(The title is in honor of my 10th grade gym teacher, a 4.5' tall woman with a 2' beehive, who taught me how to do the cha cha. I doubt Mizz Willkins would much like chai, unless it was iced, non-milked, non-spiced, and ten times sweeter than normal. Southerners will recognize the final result as being simply "tea".)
About a year ago, I started wondering whether I liked chai or whether I only thought I liked chai. Ordering it in cafes, it often seemed both bland and too sweet, but what I got in Indian restaurants was never bland (if occasionally sweeter than I like) and always pretty likable. I figured out that there was a specific brand--Morning Glory--that a bunch of cafes sold, which I liked. I still do like it.
But what I've found from them in shops is the pre-mixed boxed blend, and I wanted something a little more customizable, especially after reading the whole strange history of British tea companies giving tea away all over India, for several years, to create the now gigantic Indian tea market. The spices were added because spices are added to everything there--and the tea companies kept trying to lower the proportions because more spice/cup = less tea/cup. (There's also a whole thing related to caste and the type of tea cup used, which led to a few riots--it's sort of a Jim Crow story, but you should just read the book.)
There's one other reason--a minor one--that I didn't really want to suck down a couple of cups each day of the Morning Glory version: They load it up with five herbs meant to be medicinal. Because I happen to think that a great many herbs are, in fact, medicinal, I would prefer to only take them when I want them--not as an unnecessary "tonic". (The alternative, I think, is assuming that each cup of tea has unnoticeable amounts of each herb, in which case they still shouldn't be there.) It's not like I avoid the brand--I think the flavor's vastly better than the other boxed chais I've had. But until I'm convinced that I need a daily hit of astragalus to avoid diabetes, I'd prefer it not be in my afternoon tea.
I tried a few chai-spiced loose teas, and bleh--I didn't like any of them. Some whole spices were usually visible, but the taste was that of cinnamon and/or clove oil--Red Hots plus toothache remedy. Because the tea had already been mixed in with the spice, it meant that either the spices were under-steeped, or the tea was over-steeped. I was reluctantly considering going to the fussbudgety zenith of hand-blending spices and keeping a tub separate from the tea--but that would've led to a whole round of testing plus about 30 minutes of delayed gratification everything time I thought, "hmm, chai sounds good".
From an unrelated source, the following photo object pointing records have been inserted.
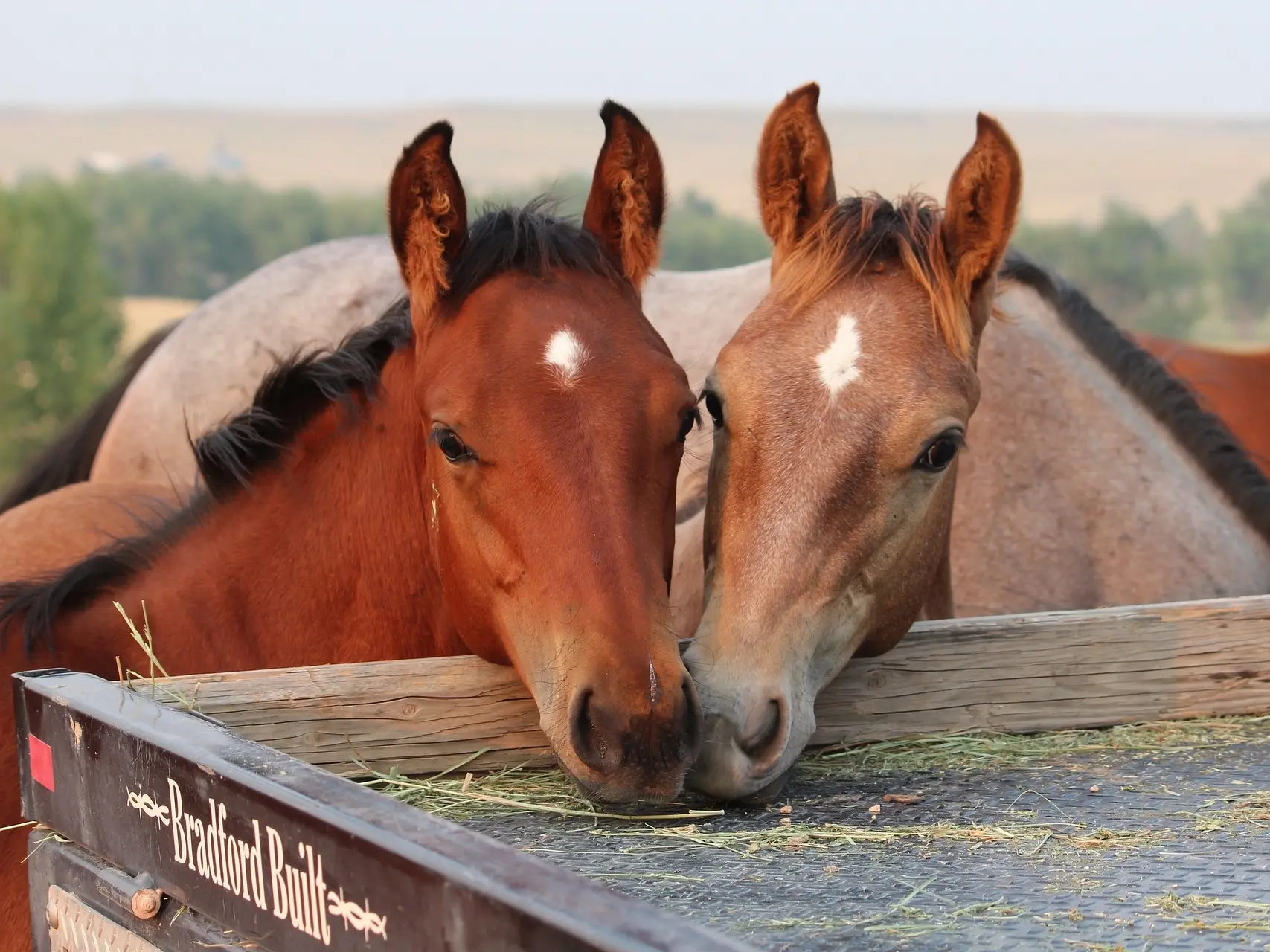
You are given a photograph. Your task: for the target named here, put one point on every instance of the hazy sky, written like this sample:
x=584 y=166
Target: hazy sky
x=1161 y=56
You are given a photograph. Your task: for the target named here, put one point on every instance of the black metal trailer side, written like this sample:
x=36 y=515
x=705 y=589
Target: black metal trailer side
x=167 y=831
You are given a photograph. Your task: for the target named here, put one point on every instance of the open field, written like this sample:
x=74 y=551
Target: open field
x=145 y=315
x=1074 y=163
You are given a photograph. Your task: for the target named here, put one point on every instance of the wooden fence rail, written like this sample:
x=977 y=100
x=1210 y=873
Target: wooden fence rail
x=1013 y=673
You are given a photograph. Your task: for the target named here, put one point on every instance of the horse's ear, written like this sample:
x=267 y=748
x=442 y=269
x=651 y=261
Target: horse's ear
x=427 y=215
x=982 y=208
x=795 y=170
x=628 y=194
Then I wandered into Travelers looking for lentils and saw an interesting packet of chai, which included a bag of spice blend and a separate bag of black tea. The directions had each packet steeping for different times, and a note that the final blend could be stored in the fridge for a while. It was good--the right spice blend for me, and the steeping times seemed accurate--and duh, storing a non-sweetened, non-milky, pre-made blend in the fridge is just what I needed. A more recent trip turned up an improvement: The spice blend packet is available separately, without the tea packet, which means I can use my own preferred tea to mix with it.
My tea leaves are larger than the Travelers brand, so the steeping time needs a bit of fiddling, but in general, it's still yummy. I'm not sure why or how--let's say epiphany--but I determined that evaporated milk is part of the proper taste and texture for my ideal chai. Lastly, the tea and spice mix has to be strained through a double layer of cheesecloth, because I hate the grainy spice sludge that's fine enough to make it through my sieve. (I am not an oyster. My liquids should come pre-strained.)